Representative Tom Emmer has reiterated his stance against central bank digital currencies (CBDCs), labeling them as a fundamental threat to American financial privacy and independence. Speaking at a recent congressional hearing, Emmer argued that permitting unelected officials to oversee CBDC issuance could “upend the American way of life.”
His remarks follow a decisive move by former President Donald Trump, who on January 23 signed an executive order prohibiting the establishment, issuance, circulation, and use of a CBDC in the United States. Emmer emphasized that the legislation he reintroduced could safeguard against future administrations potentially leveraging CBDCs as a tool for financial surveillance.
At the same hearing, Paxos CEO Charles Cascarilla called for regulatory clarity on stablecoins, urging lawmakers to ensure consistency across jurisdictions. Cascarilla stressed that unified regulatory frameworks would prevent arbitrage opportunities, ensuring that issuers adhere to identical standards globally.
“By having the same set of rules that everyone must meet to access the U.S. market, it will create a race to the top, not a race to the bottom,” Cascarilla stated.
Emmer, a Republican from Minnesota, further underscored privacy concerns tied to CBDCs, advocating for pro-stablecoin legislation as a means to integrate traditional finance with blockchain technology while preserving user privacy.
“This underscores why we must prioritize pro-stablecoin legislation alongside anti-CBDC legislation,” he said.

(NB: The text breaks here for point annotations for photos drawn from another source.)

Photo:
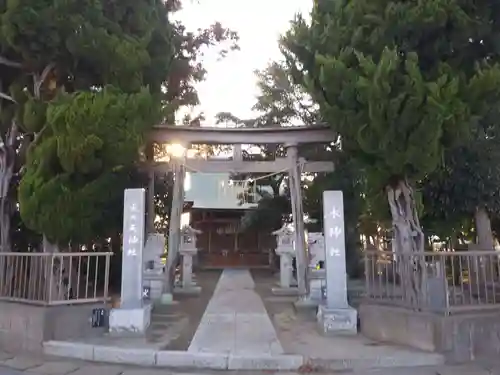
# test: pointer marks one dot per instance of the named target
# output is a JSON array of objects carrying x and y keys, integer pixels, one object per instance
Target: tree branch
[
  {"x": 7, "y": 97},
  {"x": 40, "y": 79},
  {"x": 7, "y": 62}
]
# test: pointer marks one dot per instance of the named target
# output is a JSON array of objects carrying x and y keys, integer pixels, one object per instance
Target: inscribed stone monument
[
  {"x": 134, "y": 315},
  {"x": 335, "y": 316}
]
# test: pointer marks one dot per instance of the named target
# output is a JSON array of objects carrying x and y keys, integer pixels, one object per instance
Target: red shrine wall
[{"x": 223, "y": 244}]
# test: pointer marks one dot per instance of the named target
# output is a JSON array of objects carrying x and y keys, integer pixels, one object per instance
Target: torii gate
[{"x": 289, "y": 137}]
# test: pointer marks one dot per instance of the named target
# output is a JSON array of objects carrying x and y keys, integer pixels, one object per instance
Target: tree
[
  {"x": 77, "y": 171},
  {"x": 68, "y": 53},
  {"x": 401, "y": 82},
  {"x": 465, "y": 187}
]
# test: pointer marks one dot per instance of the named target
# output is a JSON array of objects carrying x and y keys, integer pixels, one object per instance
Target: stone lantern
[
  {"x": 188, "y": 249},
  {"x": 286, "y": 252}
]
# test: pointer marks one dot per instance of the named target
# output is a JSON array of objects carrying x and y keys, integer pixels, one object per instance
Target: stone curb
[
  {"x": 170, "y": 358},
  {"x": 215, "y": 361}
]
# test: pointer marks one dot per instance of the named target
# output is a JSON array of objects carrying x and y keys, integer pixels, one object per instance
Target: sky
[{"x": 231, "y": 83}]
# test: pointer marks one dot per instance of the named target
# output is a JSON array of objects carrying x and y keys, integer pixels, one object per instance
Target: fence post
[
  {"x": 106, "y": 277},
  {"x": 50, "y": 272}
]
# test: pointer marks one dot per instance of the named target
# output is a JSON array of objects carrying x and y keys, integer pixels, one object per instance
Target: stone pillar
[
  {"x": 286, "y": 252},
  {"x": 134, "y": 315},
  {"x": 336, "y": 316},
  {"x": 298, "y": 219},
  {"x": 174, "y": 228},
  {"x": 188, "y": 250}
]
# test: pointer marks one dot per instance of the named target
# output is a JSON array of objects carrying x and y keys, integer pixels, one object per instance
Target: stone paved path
[{"x": 232, "y": 316}]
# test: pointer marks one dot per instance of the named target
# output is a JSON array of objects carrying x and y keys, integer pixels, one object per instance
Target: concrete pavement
[{"x": 35, "y": 365}]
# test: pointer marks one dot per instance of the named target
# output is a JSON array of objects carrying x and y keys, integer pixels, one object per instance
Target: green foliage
[
  {"x": 34, "y": 115},
  {"x": 469, "y": 178},
  {"x": 398, "y": 80},
  {"x": 82, "y": 164}
]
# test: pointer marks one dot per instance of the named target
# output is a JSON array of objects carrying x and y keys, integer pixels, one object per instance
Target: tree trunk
[
  {"x": 481, "y": 269},
  {"x": 483, "y": 229},
  {"x": 408, "y": 241},
  {"x": 7, "y": 165}
]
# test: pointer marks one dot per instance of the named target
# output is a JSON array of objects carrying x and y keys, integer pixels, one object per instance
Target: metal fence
[
  {"x": 443, "y": 282},
  {"x": 54, "y": 278}
]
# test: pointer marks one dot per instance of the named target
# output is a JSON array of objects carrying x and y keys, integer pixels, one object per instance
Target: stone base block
[
  {"x": 130, "y": 321},
  {"x": 190, "y": 290},
  {"x": 156, "y": 287},
  {"x": 281, "y": 291},
  {"x": 167, "y": 299},
  {"x": 337, "y": 321},
  {"x": 306, "y": 303}
]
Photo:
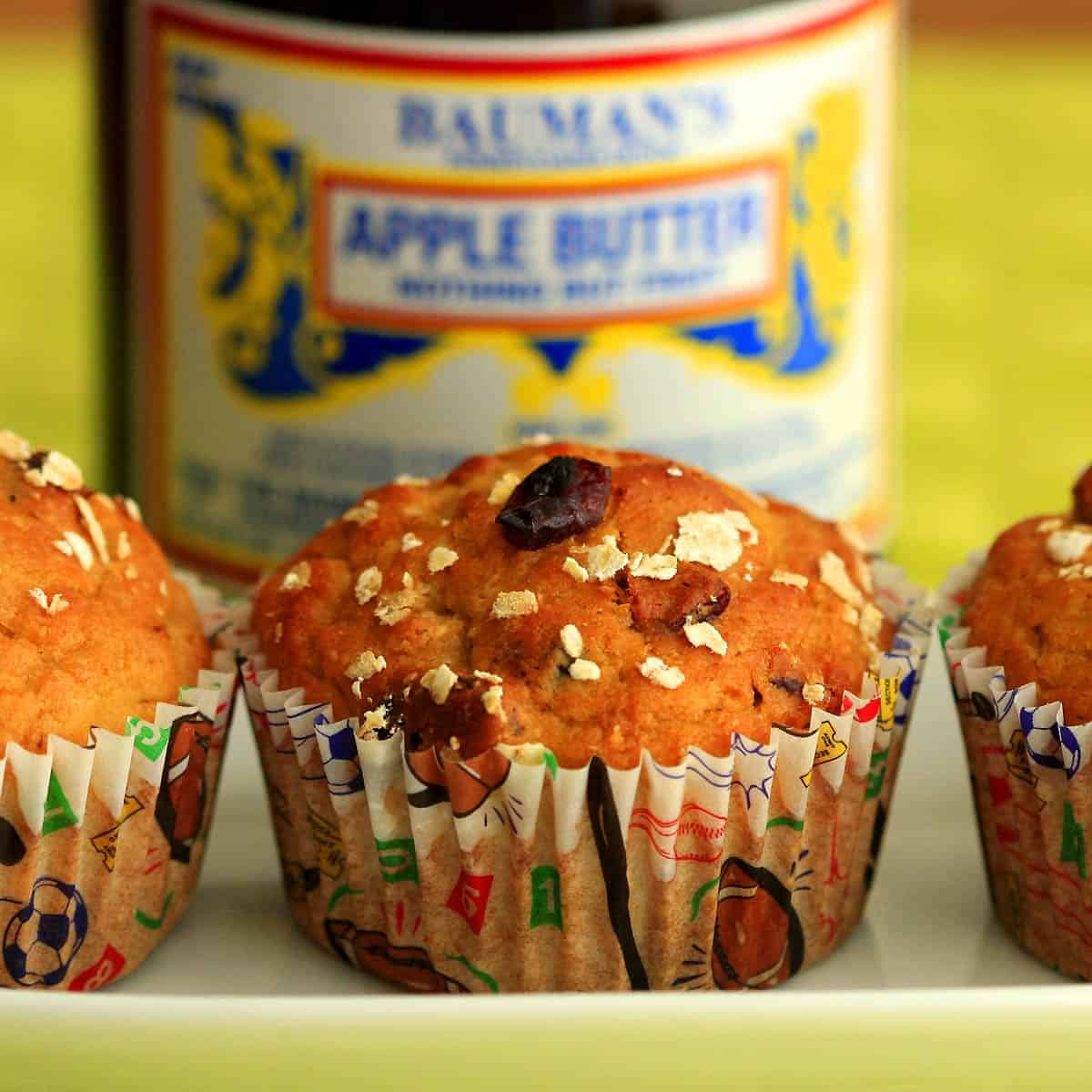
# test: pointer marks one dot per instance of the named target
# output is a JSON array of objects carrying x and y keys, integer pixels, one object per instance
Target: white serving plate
[{"x": 927, "y": 991}]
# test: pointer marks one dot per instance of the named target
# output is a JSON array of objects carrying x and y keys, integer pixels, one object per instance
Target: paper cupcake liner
[
  {"x": 1032, "y": 780},
  {"x": 508, "y": 873},
  {"x": 101, "y": 845}
]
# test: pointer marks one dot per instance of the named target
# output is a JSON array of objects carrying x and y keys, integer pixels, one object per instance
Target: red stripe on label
[{"x": 164, "y": 16}]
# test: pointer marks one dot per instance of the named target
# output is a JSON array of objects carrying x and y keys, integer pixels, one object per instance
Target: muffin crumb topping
[
  {"x": 584, "y": 671},
  {"x": 1067, "y": 546},
  {"x": 654, "y": 670},
  {"x": 298, "y": 577},
  {"x": 792, "y": 579},
  {"x": 833, "y": 572},
  {"x": 713, "y": 539},
  {"x": 374, "y": 721},
  {"x": 703, "y": 634},
  {"x": 572, "y": 642},
  {"x": 514, "y": 604},
  {"x": 367, "y": 584},
  {"x": 654, "y": 566},
  {"x": 440, "y": 682},
  {"x": 366, "y": 665},
  {"x": 364, "y": 512},
  {"x": 55, "y": 469},
  {"x": 394, "y": 606},
  {"x": 606, "y": 560},
  {"x": 53, "y": 605},
  {"x": 574, "y": 569},
  {"x": 440, "y": 558},
  {"x": 491, "y": 700}
]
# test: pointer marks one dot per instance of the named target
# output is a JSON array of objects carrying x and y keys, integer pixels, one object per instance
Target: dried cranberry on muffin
[
  {"x": 106, "y": 798},
  {"x": 93, "y": 626},
  {"x": 661, "y": 609}
]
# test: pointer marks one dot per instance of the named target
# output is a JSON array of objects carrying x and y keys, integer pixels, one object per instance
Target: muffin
[
  {"x": 105, "y": 786},
  {"x": 1018, "y": 636},
  {"x": 576, "y": 719}
]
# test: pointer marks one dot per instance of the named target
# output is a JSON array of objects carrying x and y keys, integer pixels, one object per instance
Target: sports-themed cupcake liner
[
  {"x": 101, "y": 845},
  {"x": 1032, "y": 779},
  {"x": 508, "y": 873}
]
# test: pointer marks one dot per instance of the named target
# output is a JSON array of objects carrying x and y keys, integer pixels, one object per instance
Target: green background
[{"x": 996, "y": 332}]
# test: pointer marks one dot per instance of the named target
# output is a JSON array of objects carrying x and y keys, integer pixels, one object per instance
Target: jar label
[{"x": 363, "y": 254}]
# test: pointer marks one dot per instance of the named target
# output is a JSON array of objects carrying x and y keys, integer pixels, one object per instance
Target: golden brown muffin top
[
  {"x": 693, "y": 610},
  {"x": 1031, "y": 605},
  {"x": 93, "y": 627}
]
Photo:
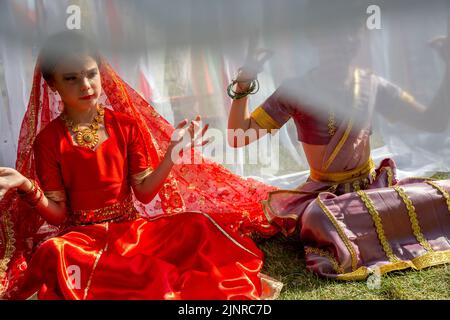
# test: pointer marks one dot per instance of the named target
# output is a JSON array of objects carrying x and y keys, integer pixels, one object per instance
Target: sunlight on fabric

Meanwhile, amid growing pro-crypto legislative momentum, a report by the Center for Political Accountability (CPA) has raised concerns regarding the cryptocurrency industry’s expanding influence in U.S. politics. According to the CPA’s March 7 report, crypto firms have collectively spent $134 million on the 2024 elections in what it describes as “unchecked political spending,” posing potential risks to regulatory stability.